Fermi LAT detection of a GeV flare from High-redshift Blazar PKS 0537-286
ATel #10356; C. C. Cheung (Naval Research Laboratory), on behalf of the Fermi Large Area Telescope Collaboration
on 8 May 2017; 13:20 UT
Credential Certification: Teddy Cheung (ccheung@milkyway.gsfc.nasa.gov)
Subjects: Gamma Ray, >GeV, AGN, Blazar, Transient
The Large Area Telescope (LAT), on board the Fermi Gamma-ray Space Telescope, has observed a gamma-ray flare from a source positionally consistent with the flat spectrum radio quasar PKS 0537-286 (RA = 84.9761725 deg, Decl.= -28.6655406 deg, J2000; Johnston et al. 1995 AJ 110, 880), at high-redshift, z=3.104 (Osmer et al. 1994 ApJ 436, 678).
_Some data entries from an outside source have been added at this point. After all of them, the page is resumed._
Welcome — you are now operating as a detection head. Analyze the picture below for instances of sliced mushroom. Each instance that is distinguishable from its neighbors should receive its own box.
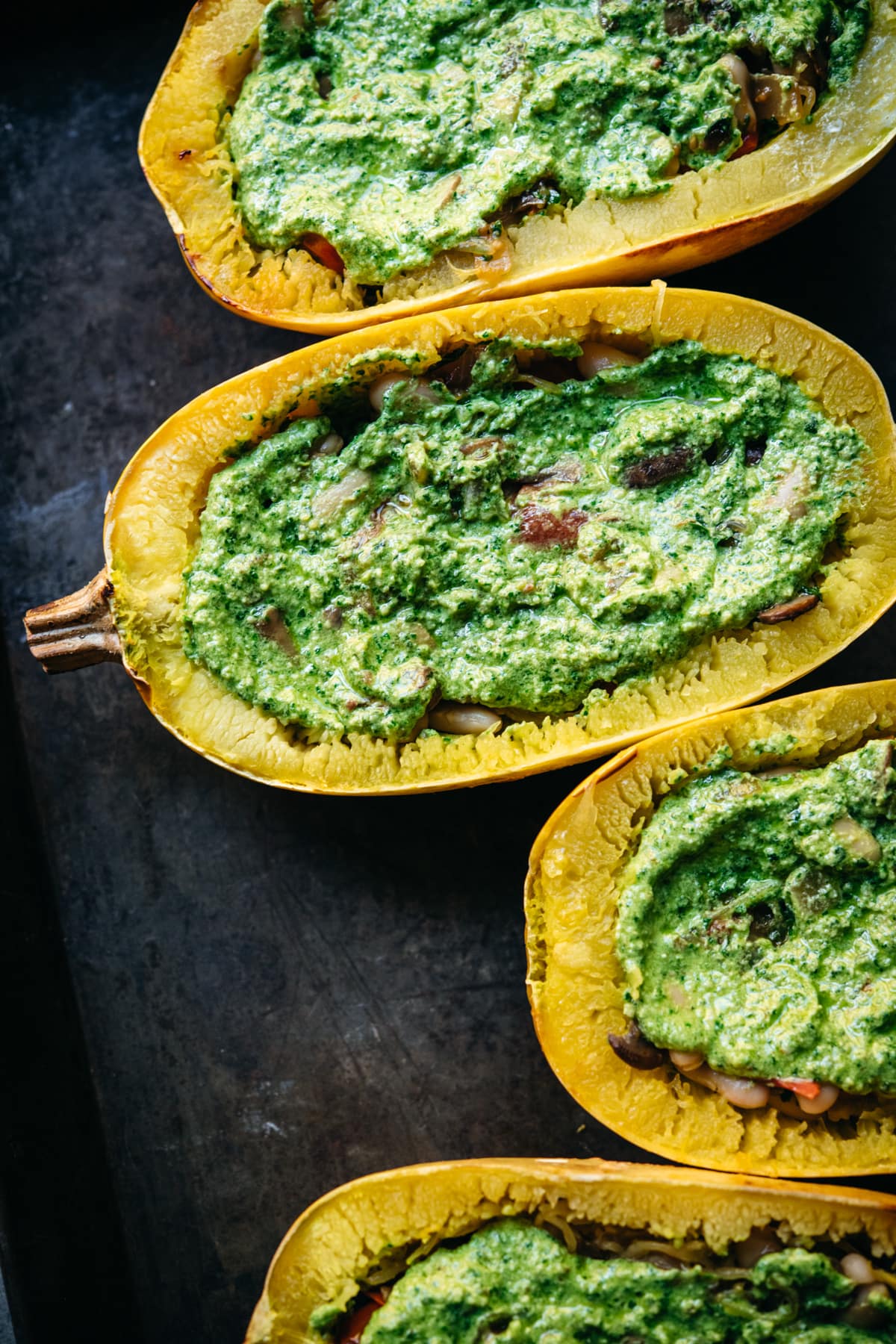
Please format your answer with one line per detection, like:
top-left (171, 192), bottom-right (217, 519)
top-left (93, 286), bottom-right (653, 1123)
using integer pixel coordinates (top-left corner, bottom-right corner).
top-left (607, 1021), bottom-right (662, 1068)
top-left (752, 75), bottom-right (815, 126)
top-left (756, 593), bottom-right (821, 625)
top-left (576, 340), bottom-right (641, 378)
top-left (832, 816), bottom-right (883, 863)
top-left (735, 1227), bottom-right (783, 1269)
top-left (257, 606), bottom-right (298, 659)
top-left (625, 445), bottom-right (691, 491)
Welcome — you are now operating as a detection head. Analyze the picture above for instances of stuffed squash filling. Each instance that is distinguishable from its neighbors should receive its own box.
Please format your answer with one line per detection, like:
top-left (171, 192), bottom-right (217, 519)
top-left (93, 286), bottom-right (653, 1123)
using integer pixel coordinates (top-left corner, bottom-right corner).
top-left (311, 1215), bottom-right (896, 1344)
top-left (225, 0), bottom-right (869, 286)
top-left (183, 341), bottom-right (866, 741)
top-left (610, 739), bottom-right (896, 1116)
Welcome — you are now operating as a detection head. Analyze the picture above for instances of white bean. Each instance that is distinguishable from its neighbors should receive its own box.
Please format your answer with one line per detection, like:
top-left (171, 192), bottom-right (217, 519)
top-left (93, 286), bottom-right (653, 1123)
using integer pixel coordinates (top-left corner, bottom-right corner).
top-left (706, 1068), bottom-right (768, 1110)
top-left (832, 816), bottom-right (881, 863)
top-left (430, 700), bottom-right (501, 732)
top-left (314, 434), bottom-right (345, 457)
top-left (797, 1083), bottom-right (839, 1116)
top-left (367, 373), bottom-right (411, 411)
top-left (576, 340), bottom-right (641, 378)
top-left (719, 54), bottom-right (756, 138)
top-left (367, 373), bottom-right (441, 411)
top-left (311, 469), bottom-right (371, 517)
top-left (839, 1251), bottom-right (874, 1284)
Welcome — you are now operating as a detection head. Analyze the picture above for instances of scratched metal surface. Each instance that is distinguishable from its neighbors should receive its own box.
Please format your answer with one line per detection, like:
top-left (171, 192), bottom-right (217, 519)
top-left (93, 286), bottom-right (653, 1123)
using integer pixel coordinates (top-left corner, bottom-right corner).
top-left (0, 0), bottom-right (896, 1344)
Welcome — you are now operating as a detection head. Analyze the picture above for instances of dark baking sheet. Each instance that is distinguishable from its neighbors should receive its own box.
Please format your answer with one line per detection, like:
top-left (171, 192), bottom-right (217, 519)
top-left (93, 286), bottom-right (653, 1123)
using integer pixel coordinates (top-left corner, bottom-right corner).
top-left (0, 0), bottom-right (896, 1344)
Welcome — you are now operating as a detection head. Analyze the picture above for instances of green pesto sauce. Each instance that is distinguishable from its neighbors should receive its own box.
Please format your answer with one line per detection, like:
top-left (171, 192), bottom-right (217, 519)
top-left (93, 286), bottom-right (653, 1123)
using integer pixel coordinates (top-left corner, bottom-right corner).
top-left (183, 335), bottom-right (866, 739)
top-left (617, 741), bottom-right (896, 1092)
top-left (227, 0), bottom-right (869, 284)
top-left (318, 1219), bottom-right (892, 1344)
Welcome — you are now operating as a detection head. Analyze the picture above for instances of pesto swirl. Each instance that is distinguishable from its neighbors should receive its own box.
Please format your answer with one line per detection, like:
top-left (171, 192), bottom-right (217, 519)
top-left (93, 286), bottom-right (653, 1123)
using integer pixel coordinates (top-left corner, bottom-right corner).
top-left (225, 0), bottom-right (869, 285)
top-left (183, 343), bottom-right (866, 739)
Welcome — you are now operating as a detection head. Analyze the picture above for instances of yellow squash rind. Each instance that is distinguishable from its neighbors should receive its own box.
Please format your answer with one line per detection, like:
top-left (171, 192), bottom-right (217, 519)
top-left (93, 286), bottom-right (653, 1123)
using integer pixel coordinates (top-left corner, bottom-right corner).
top-left (246, 1159), bottom-right (896, 1344)
top-left (140, 0), bottom-right (896, 333)
top-left (525, 682), bottom-right (896, 1177)
top-left (105, 285), bottom-right (896, 793)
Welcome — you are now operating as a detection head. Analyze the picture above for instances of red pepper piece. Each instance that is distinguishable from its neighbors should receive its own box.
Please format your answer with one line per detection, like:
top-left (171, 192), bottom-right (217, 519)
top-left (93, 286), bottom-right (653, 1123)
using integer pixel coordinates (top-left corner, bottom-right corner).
top-left (771, 1078), bottom-right (821, 1098)
top-left (338, 1287), bottom-right (385, 1344)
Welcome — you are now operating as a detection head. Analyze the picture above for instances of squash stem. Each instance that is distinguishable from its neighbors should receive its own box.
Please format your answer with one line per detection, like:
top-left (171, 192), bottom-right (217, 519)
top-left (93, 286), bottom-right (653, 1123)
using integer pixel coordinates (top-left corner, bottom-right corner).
top-left (24, 568), bottom-right (122, 672)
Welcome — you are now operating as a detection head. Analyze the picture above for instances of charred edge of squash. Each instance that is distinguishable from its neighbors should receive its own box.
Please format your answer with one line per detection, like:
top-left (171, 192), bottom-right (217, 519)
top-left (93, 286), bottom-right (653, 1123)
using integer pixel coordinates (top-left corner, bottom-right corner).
top-left (98, 285), bottom-right (896, 793)
top-left (246, 1159), bottom-right (896, 1344)
top-left (525, 680), bottom-right (896, 1176)
top-left (140, 0), bottom-right (896, 333)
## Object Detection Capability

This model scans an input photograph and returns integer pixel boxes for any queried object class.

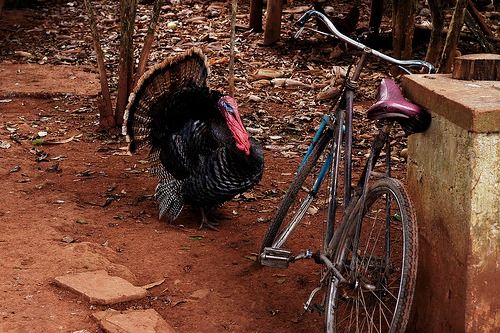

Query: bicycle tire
[325,178,418,333]
[261,128,333,252]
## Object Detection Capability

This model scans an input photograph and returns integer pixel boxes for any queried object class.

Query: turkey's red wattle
[219,96,251,155]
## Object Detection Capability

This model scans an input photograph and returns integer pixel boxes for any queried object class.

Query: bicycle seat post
[344,48,371,206]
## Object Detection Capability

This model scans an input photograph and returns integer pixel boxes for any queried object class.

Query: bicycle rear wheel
[261,128,333,251]
[325,178,417,333]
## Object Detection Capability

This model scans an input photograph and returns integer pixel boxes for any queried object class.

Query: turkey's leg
[200,208,219,231]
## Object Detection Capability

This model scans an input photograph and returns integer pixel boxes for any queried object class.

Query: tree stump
[451,53,500,81]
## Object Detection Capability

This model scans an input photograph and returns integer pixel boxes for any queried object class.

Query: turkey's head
[218,96,251,155]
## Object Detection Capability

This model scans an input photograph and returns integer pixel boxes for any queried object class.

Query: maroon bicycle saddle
[367,79,431,133]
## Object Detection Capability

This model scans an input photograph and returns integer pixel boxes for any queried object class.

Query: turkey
[123,48,264,229]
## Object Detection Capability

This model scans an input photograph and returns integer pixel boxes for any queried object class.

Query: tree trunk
[264,0,282,45]
[451,53,500,81]
[83,0,115,129]
[392,0,417,59]
[368,0,384,36]
[464,9,496,53]
[228,0,238,97]
[438,0,467,73]
[425,0,444,66]
[115,0,137,126]
[134,0,163,86]
[250,0,264,32]
[0,0,5,16]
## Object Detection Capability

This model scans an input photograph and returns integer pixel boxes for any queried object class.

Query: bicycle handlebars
[295,9,436,73]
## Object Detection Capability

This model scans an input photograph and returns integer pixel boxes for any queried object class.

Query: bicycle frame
[260,10,434,332]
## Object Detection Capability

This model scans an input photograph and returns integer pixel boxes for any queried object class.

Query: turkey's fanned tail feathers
[122,48,208,153]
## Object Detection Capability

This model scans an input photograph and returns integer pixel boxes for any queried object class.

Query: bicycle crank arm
[260,247,294,268]
[260,247,313,268]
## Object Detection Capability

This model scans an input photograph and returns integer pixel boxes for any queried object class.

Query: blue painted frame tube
[310,153,333,196]
[297,114,330,172]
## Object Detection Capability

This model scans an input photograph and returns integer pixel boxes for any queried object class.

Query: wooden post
[0,0,5,16]
[250,0,264,32]
[134,0,163,86]
[438,0,467,73]
[229,0,238,97]
[264,0,282,45]
[368,0,384,36]
[425,0,444,66]
[115,0,137,126]
[392,0,416,59]
[83,0,115,129]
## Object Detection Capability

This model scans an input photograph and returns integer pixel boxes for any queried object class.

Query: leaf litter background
[0,0,496,332]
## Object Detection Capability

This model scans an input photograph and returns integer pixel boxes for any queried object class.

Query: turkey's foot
[199,208,219,231]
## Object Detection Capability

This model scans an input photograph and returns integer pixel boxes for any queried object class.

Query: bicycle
[259,10,434,333]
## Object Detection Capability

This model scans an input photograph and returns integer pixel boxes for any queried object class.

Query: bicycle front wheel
[325,178,418,333]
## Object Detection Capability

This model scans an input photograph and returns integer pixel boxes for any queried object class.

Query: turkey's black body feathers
[123,49,263,220]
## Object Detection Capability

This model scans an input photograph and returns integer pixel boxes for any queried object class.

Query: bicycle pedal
[260,247,292,268]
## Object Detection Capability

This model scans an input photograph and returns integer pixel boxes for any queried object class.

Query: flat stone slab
[0,63,101,97]
[93,309,175,333]
[55,270,147,305]
[402,74,500,133]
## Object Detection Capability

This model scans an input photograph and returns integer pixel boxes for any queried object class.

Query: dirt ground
[0,1,492,332]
Preliminary analysis indicates that the source on May 5 and 6, 2017 showed a bright gamma-ray outburst with respective daily fluxes (E>100MeV) of (1.4 +/- 0.2) x10^-6 ph cm^-2 s^-1 and (1.1 +/- 0.2) x10^-6 ph cm^-2 s^-1 (errors are statistical only), a factor of about 30x greater than reported in the 3FGL catalog (3FGL J0540.0-2837; Acero et al. 2015 ApJS 218, 23). The single power-law photon indices were 2.4 +/- 0.2 (May 5) and 2.5 +/- 0.2 (May 6), and comparable to the 3FGL average value of 2.78 +/- 0.06.
Because Fermi operates in an all-sky scanning mode, regular gamma-ray monitoring of this source will continue and its light curve will be available at the Fermi Science Support Center page (see http://fermi.gsfc.nasa.gov/ssc/data/access/lat/msl_lc/ ). In consideration of the activity of this source we encourage multiwavelength observations. The Fermi LAT contact person for this source is C. C. Cheung (Teddy.Cheung at nrl.navy.mil).
The Fermi LAT is a pair conversion telescope designed to cover the energy band from 20 MeV to greater than 300 GeV. It is the product of an international collaboration between NASA and DOE in the U.S. and many scientific institutions across France, Italy, Japan and Sweden.